L’automne n’est pas la meilleure période pour explorer les gouffres du massif des Arbailles. Cependant la passion de l’exploration ne se contrôlant pas, nous voici une fois de plus à l’entrée du gouffre du Bois de Cerf qui se développe sur 330m avec ses nombreuses ramifications verticales. Corinne, Thibault et Olivier D. m’accompagnent.

Première surprise, dans le P55 à -85m un actif arrive dans le puits par un petit méandre et agrémente la fin de la descente qui m’amène à -100. J’entends nettement l’eau cascader dans le Puits Pile Poil (P38) situé juste en dessous. L’objectif de cette journée est de topographier ce puits et d’y faire quelques photos au flash. En spéléo d’exploration, des objectifs on en a mais on les tient rarement.
Pendant que mes compagnons finissent de descendre tranquillement, je déroule la corde restée à l’abri depuis le mois d’aout et m’engage dans le P38. Dix mètres plus bas, force est de constater que les quelques litres par seconde qui viennent d’en haut suffisent à arroser toute la section du puits où je me trouve.

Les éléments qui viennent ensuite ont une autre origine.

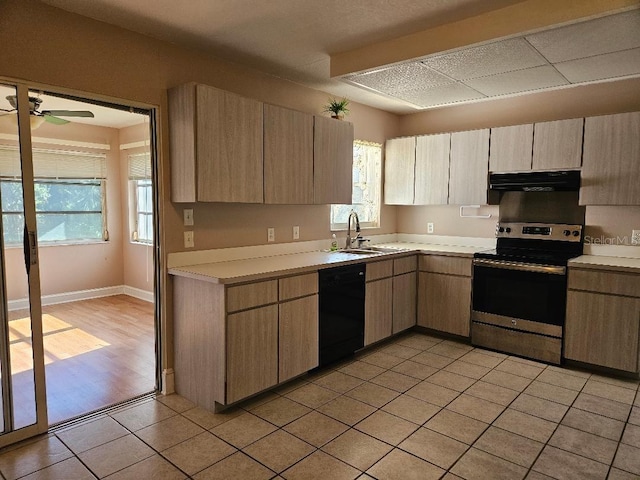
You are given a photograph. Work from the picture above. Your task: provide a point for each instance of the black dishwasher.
(341, 311)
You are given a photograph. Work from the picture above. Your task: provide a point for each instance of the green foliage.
(337, 107)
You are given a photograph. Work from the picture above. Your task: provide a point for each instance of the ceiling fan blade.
(68, 113)
(54, 120)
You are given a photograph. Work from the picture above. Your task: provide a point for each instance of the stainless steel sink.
(373, 250)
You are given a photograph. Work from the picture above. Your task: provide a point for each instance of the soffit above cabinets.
(597, 50)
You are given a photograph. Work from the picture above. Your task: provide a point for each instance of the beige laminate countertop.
(252, 269)
(598, 262)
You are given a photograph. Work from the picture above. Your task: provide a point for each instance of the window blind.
(57, 164)
(140, 166)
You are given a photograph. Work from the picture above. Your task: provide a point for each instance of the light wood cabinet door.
(602, 330)
(557, 145)
(469, 169)
(252, 352)
(288, 156)
(399, 175)
(611, 169)
(228, 147)
(332, 161)
(511, 148)
(444, 303)
(298, 337)
(378, 310)
(404, 301)
(432, 169)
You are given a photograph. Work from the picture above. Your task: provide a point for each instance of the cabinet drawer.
(605, 282)
(405, 265)
(376, 270)
(251, 295)
(298, 286)
(444, 264)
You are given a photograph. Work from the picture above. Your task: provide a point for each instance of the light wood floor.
(98, 352)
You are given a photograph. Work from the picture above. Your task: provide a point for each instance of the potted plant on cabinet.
(338, 108)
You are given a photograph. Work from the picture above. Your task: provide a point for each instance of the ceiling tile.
(594, 37)
(516, 82)
(408, 76)
(601, 67)
(484, 60)
(442, 95)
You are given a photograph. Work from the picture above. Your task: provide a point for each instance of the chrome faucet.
(349, 240)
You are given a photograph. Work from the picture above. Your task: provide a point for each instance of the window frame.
(364, 224)
(135, 213)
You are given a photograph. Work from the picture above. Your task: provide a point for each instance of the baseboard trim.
(139, 293)
(23, 303)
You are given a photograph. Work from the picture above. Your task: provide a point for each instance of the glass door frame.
(33, 276)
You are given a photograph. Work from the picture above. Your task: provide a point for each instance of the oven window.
(538, 297)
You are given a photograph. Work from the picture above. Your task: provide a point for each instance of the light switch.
(188, 217)
(188, 239)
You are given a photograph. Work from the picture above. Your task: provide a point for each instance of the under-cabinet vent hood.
(562, 181)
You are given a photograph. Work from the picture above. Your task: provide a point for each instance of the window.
(367, 172)
(141, 198)
(69, 191)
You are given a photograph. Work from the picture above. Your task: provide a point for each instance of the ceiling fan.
(50, 116)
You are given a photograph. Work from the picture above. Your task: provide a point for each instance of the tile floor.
(418, 407)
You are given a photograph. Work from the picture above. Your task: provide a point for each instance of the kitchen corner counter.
(260, 268)
(599, 262)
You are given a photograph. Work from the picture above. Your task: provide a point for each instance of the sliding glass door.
(23, 399)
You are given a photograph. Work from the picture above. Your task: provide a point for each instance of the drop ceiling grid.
(593, 50)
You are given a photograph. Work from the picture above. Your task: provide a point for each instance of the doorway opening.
(96, 215)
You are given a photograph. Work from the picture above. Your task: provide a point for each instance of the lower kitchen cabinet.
(298, 337)
(404, 293)
(444, 294)
(252, 352)
(233, 341)
(603, 319)
(378, 310)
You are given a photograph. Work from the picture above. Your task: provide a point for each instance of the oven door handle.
(525, 267)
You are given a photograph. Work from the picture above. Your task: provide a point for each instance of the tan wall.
(599, 99)
(69, 268)
(138, 258)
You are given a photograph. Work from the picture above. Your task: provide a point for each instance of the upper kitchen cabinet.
(417, 170)
(611, 163)
(557, 145)
(288, 156)
(333, 161)
(399, 171)
(469, 167)
(216, 146)
(432, 169)
(511, 148)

Je remonte car faire de la topo et de la photo dans ces conditions, c’est l’hypothermie assurée.
Avec Thibault qui vient d’arriver nous décidons d’équiper la partie haute du puits qui part en méandre pour voir si une suite est possible. Celui-ci est couvert d’une épaisse couche d’argile qu’il faut enlever au piochon pour progresser sans glisser. L’humidité contenue dans cette enveloppe collante a corrodé le calcaire sous-jacent et une fine interface d’aspect sableux s’est créée entre l’argile et la roche. Ce qui fait qu’étonnamment l’argile adhère très peu à la paroi et s’en va par plaque.

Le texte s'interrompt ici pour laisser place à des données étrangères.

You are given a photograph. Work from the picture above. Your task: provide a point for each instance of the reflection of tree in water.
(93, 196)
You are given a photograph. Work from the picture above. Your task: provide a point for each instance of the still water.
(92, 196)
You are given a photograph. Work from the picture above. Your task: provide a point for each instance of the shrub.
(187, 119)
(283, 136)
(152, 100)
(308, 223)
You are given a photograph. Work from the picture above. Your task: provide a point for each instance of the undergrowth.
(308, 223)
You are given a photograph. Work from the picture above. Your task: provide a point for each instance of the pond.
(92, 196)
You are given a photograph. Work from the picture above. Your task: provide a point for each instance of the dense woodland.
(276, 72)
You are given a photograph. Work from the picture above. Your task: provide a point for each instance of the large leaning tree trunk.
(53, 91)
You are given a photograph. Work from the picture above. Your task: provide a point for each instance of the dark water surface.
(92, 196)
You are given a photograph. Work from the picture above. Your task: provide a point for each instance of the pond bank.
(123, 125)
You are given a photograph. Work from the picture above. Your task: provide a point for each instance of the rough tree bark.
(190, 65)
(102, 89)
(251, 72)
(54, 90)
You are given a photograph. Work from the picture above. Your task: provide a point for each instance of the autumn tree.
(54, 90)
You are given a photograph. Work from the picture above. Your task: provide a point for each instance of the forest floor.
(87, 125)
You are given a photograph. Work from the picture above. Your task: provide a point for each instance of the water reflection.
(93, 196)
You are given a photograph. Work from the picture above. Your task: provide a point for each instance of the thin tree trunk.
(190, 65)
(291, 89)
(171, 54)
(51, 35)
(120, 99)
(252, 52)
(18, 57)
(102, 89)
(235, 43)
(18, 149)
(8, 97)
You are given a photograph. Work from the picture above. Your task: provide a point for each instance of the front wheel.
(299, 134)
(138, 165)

J’installe plusieurs goujons et progresse laborieusement vers l’avant. Thibault me relaie jusqu’à un passage étroit, glissant et suspendu qui devient difficile à équiper. En face de nous, à deux mètres on peut observer la fin du méandre qui rejoint la partie inférieure du puits. Il n’y aura pas de prolongement de ce côté.

Thibault, déçu, me dit : « on a fait tout ça pour rien ! ». Je ne suis pas démotivé pour autant : en explo on ne gagne pas à tous les coups, il faut être patient et obstiné.

Fin de la partie pour aujourd’hui. Je ne voudrais pas dégouter mes camarades qui commencent à grelotter les pieds dans une vasque.

Au cayolar, nous retrouvons Charlotte, Jean-Alain et Christophe partis faire un canyon. Thomas et ses deux coéquipiers du Leize Mendi reviennent du Bidon toujours aussi gras. Ils ont continué l’explo du méandre à -130. La progression dans le mondmilch s’avère difficile et exposée.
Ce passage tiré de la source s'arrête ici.